Submarkets and property types
As commercial real estate agents, our job is primarily to advise clients and solve problems regarding buying, selling or leasing property. We can be a valued member of a company’s strategic operating process when we are able to provide counsel relative to where pricing and market conditions will be in the next six to 12 months based on historical trends. This could influence the timing of relocation or expansion of, or departure from, a market. Identifying a market’s position in the cycle can also inform:
- Length of time a list price may be relevant
- Absorption rate for new or currently vacant supply
- Sources of future competition
- Capitalization rate that applies to current income
- Expected yield rate in a discounted cash flow analysis
- Expected rent growth or decline during holding period
Power of the consumer mindset
Many external factors influence property value, including interest rates, overbuilding or underbuilding, tax law changes, construction cost changes, population shifts, job creation or loss in a local or regional economy, changes in effective buying power, and market participant psychology. Market psychology arguably affects commercial pricing more than the other factors, essentially driving markets through the four phases of the cycle: recovery, expansion, hypersupply, and recession (see page 18). Unlike investors in bonds and stocks, however, some commercial property owners prefer to force appreciation through their operating expertise. Therefore, an argument can be made that market psychology influences value-add investors less, because they are always in the market searching for deals. Nevertheless, buyers’ and sellers’ perception of the market, whether rational or irrational, will influence their decision-making processes. Trends reported by the national media exert the most influence on that perception, even though the reports may have little or no relevance to the property type or submarket.

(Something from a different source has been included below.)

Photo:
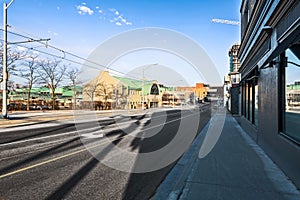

Physical and capital markets
Two markets influence the cycle: the physical market and the capital market.
- The physical market analysis answers the question How much demand is there for space among users?
- The capital market analysis answers the question How much demand is there for investment properties among investors?
Factors that affect the physical market are changes in employment, population growth and effective buying power. The physical market is defined by the interaction between users (demand for space) and developers and owners (supply of space) in an individual market. Except for residential property types, the physical market is influenced by demand among businesses. An individual business’s space requirement doesn’t always align with the overall market trend for that property type in that submarket. For instance, the office sector may be overbuilt in a submarket in which multiple companies are breaking ground on an office development during a recessionary or recovery period when building is not financially feasible.
For most commercial real estate asset classes, the physical market is incredibly inefficient, as a lack of transactional data precludes the analyst from determining the state of the market cycle in real time—a condition known as inefficient price discovery. Simply put, with most commercial real estate property types, there are typically insufficient sales of a particular property type in a given submarket during a short period of time to substantiate how pricing for the property type is trending. Contrast that with market pricing in the residential market cycle and the stock market; both exemplify efficient price discovery, which is based on plentiful transactions and timely data.
Furthermore, shifts in commercial real estate pricing generally occur over a long time, because buyers and prospective tenants are accustomed to benchmark values or metrics in a given submarket. These benchmarks are reimagined over time, taking into account outlier transactions that we retroactively understand as the beginning of market shifts. Only in hindsight can we recognize that these once-outlier transactions were the start of a larger market trend.
In the capital market, vehicles such as bonds, stocks, mutual funds, venture debt and hedge funds compete with real estate investment. Real estate uniquely benefits from depreciation write-off and is uniquely diversified in that the return of and on capital can come from increasing net operating income, in the physical market or price appreciation in the capital market. For these reasons, many investors allocate a portion of their holdings to real estate.